# Компьютерные технологии > Железо (hardware) > Выбор комплектующих >  Вопрос по акустике 5.1

## jov

Присматриваюсь к акустике 5.1 и что-то запутался (наверное от недостатка знаний). Остановился на следующих вариантах:
Dialog Jazz J-T106CT Cherry,225W,RMS-5.1,ДУ
TopDevice TDE 450M/5.1 50Вт+5x20Вт дерево
Прошу подсказать, что лучше взять (ну чтобы особо не пищало и хрюкало)

----------


## andr4ew

посмотри sven ihoo 5.1

----------


## Борисыч

Вот тут посмотри, очень хороооошая система 5.1

----------


## mr.L

> посмотри sven ihoo 5.1


у меня такая, после некоторого допила очень и очень радует =))

----------


## Борисыч

> Присматриваюсь к акустике 5.1 и что-то запутался (наверное от недостатка знаний). Остановился на следующих вариантах:


А вообще хотелось бы знать для чего Вам система или как Вы ее будете использовать и бюджет? Тогда можно что то посоветовать. 
У каждого свои требования к "звуку" и свои запросы.
Например у меня:
- Усь НЧ Yamaha AX-496, номинал 120Вт;
- 6-ти канальный микшер YAMAHA MG102C; 
- напольные колонки "Орбита" - осталось одно название (потроха переделывал);
- кАбели на колонки - бескислородная медь Ф4мм;
- межблочник - какой то брендовый (сейчас уже не помню фирму) позолоченные контакты;
- проф.наушники Beyerdynamic )))) DT-990 PRO.
Стерео система на базе компа.
Если хотите по такой схеме сделать себе 5.1, то нужен вместо уся рессивер и соответственно - саб, центр, фронт и тыл. Всё настроить должным образом. И будет вам счастье и в играх, и в кино, и в музыке. Хотя музыку надо слушать в СТЕРЕО и через усь и СД плеер.
Всё остальное для ПК - баловство, выброшенные деньги! Это ИМХО!
УДАЧИ!!!

----------


## jov

*Борисыч*, спасибо за совет! У меня, конечно, требования к ак. системе не такие высокие, как у Вас. Поэтому больше не стал заморачиваться и купил Microlab H-500. Сразу возникла проблема с подключением: ОС Виста х32, звук. карта Creative SB X-Fi Extreme Music. Как включить акустику к карте в режиме 5.1?

----------


## Борисыч

> Как включить акустику к карте в режиме 5.1?

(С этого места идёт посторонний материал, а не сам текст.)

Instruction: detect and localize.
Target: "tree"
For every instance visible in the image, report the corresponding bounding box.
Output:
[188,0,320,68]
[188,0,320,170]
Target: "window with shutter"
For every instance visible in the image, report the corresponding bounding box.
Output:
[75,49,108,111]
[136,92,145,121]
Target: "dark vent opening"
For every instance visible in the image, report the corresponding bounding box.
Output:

А в чем проблема то? Там же вроде бы все просто. Мини джеки надо подключить в соответствующие гнезда на попе компа. В проге от звуковой карты прям показано че куда втыкать. Если не получится пишите, че нить придумаем. Я сейчас убегаю из дома, приду найду картинку коннекта. С покупкой! ))
Вот тут хорошее описАние Вашей карточки есть. Тут по акустике Вашей. Не забудьте на уровне программы выставить режим 5.1. Почитайте и всё получится! И еще, для теста связки зв.карта + акустика возьмите ДВД с лицензионным качественным фильмом - тогда Вы услышите звук во ВСЕХ колонках и соответственно можно его настроить (каждый канал), причем центральный будет звучать тогда, когда будет разговор в фильме непосредственно перед камерой которой снимали. Музыку слушайте в режиме стерео. И не забудьте правильно расположить колонки по отношению к слушающему.
ПС, Тут, просто инфа.
УДАЧИ!!!!!

А на вот ЭТУ у меня слюнки текут, только "кусачая" она. Вообще контора Klipsh - это вещь! Еще есть активные студийные мониторы полочники (усь не нужен им) KRK, которых даже двух хватит за глаза большинству, не говоря уже о подборке их в 5.1!

----------


## jov

*Борисыч*, спасибо за подсказки и ссылки! Буду пробовать.

----------


## Борисыч

> Борисыч, спасибо за подсказки и ссылки! Буду пробовать.


Конечно пробуйте! А "спасибо" есть кнопочка справа, на нее надоть тыкать если что ))

----------